A large, prestigious intellectual property boutique firm had historically suffered from below average profitability, but the situation became dire after several groups of partners departed to join large general practice firms in the area. It appeared that the firm would be forced to close down its operations within a 30-day period unless an acquisition could be arranged in a very short time frame. This would result in the firm losing over ten million dollars of inventory to the landlord for breaching its lease obligations and the loss of all partner capital. In addition to low profitability, the firm had difficulty collecting receivables, and tracking productivity of timekeepers because of the substantial volume of fixed fee work performed. All of the firm’s lawyers were being hounded by headhunters interested in moving them to large, general practice firms, with many partners receiving 10 calls per day.

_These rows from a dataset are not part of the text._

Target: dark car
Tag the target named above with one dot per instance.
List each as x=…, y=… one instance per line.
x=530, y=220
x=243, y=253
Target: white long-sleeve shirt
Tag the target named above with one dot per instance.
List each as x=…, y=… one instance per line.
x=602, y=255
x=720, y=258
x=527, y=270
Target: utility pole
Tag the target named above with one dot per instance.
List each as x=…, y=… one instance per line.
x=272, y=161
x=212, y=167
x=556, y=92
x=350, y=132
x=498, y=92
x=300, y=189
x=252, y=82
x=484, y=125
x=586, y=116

The situation looked bleak for this law firm. Facing a crisis, the firm’s newly elected Executive Committee contacted Altman Weil to request assistance.
Altman Weil first addressed the issue of firm restructuring, helping to identify excess clerical staff as well as operating expenses that could be reduced. This resulted in more than 20 support staff positions being eliminated, a dramatic reduction in the facilities management contract and other expense reductions that collectively would produce annual cost savings in excess of $1.5 million dollars. The Executive Committee approved and implemented these expense reductions.
Partner Compensation was also a critical issue. Partners had been earning compensation that was dramatically below market levels for comparable lawyers because of the firm’s depressed profitability. We objectively evaluated each partner’s performance to ascertain the approximate market rate of compensation that was appropriate for the individual in order to retain as many profitable partners as possible.
Finally, we worked with the firm to develop a merger strategy. We helped prepare pro forma financial projections reflecting the impact of the restructuring plan and the future profitability of the remaining lawyers and staff, which allowed prospective acquirers to understand how the firm’s future profits would contrast with its historic pattern of losses. The firm was acquired by an AmLaw 200 law firm at the end of that calendar month.
Altman Weil consultants helped this desperate and beleaguered law firm survive an imminent crisis and be acquired by a large, financially stable firm where the partners were paid market rates of compensation, and were able to successfully retain ownership of several million dollars of partner capital.